Extrapolate these problems to all of the scientists who do all of the scientific research upon which Dr. Rosenberg’s book is supposedly based. Can they be consciously aware of their own research? Agree with it? Think about it? Is their conscious awareness of their own intellectual endeavors “deeply wrong”? And now take these problems a step further and apply it to all the readers of Dr. Rosenberg’s book.

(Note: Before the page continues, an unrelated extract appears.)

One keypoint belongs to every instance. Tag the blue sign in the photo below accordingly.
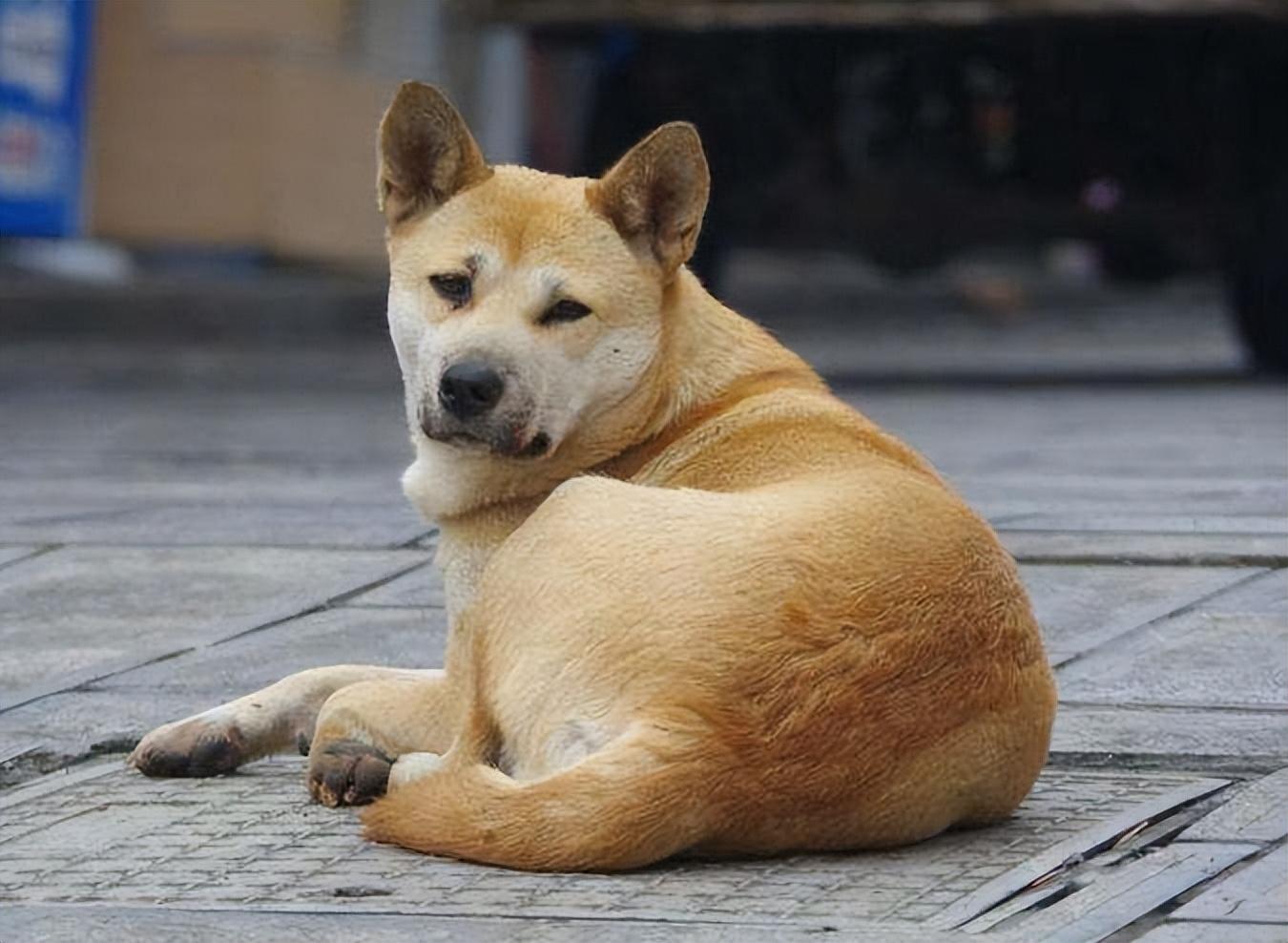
(44, 61)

If Dr. Rosenberg happens to be correct about the fundamental deceit of natural selection, consciousness, and introspection, then we would all be unable to pursue the scientific enterprise in a reliable manner. If we are really unable to know anything, we would, of course, not be able to know that! But in fact, there is ample evidence that we do know many things about reality – as the scientific process, among other methods (art, religion, introspection, and so on), continues to reveal both important and minor truths about the world around us. On the basis of this diverse and constant experience of really knowing various things about reality, is is entirely reasonable to conclude that we do have knowledge about the world. And this is good reason to reject the hyper-skeptical theses of Dr. Rosenberg’s book.
As a positive case for atheism, Dr. Rosenberg’s book The Atheist’s Guide To Reality unfortunately suffers from at least one consistent thread of self-contradiction. As True Reason points out, this is a serious problem for a worldview that so ardently professes its love for reason. Dr. Rosenberg says on the first page of his preface that:
People who believe in religion are particularly adept at avoiding the answers. This is not a book for them. This is a book for those who want to face up to the real answers to these questions. It’s a book for people who are comfortable with the truth about reality. This is a book for atheists (KL 50).

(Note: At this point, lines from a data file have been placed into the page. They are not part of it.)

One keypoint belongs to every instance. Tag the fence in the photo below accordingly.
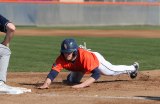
(81, 14)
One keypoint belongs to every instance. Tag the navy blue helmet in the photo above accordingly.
(68, 46)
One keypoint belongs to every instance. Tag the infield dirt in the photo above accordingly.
(145, 89)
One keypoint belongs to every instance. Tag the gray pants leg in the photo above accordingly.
(4, 61)
(75, 77)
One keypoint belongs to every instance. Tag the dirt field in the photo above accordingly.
(145, 89)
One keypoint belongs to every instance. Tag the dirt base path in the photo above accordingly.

So to my atheist friends and readers, if you are comfortable with finding the truth about reality, then you need to find a worldview that does not so quickly self-implode. Seeking answers with the aid of reason is an excellent and virtuous enterprise. Given the abundant self-contradiction within The Atheist’s Guide to Reality, it simply cannot be a satisfactory stopping point to your intellectual search. A genuine love for reason will demand that our answers to the most perplexing questions of our lives at least be minimally coherent.
(Astute readers will notice in this post my appreciation for the work of Dr. Alvin Plantinga in his critiques of naturalistic epistemology).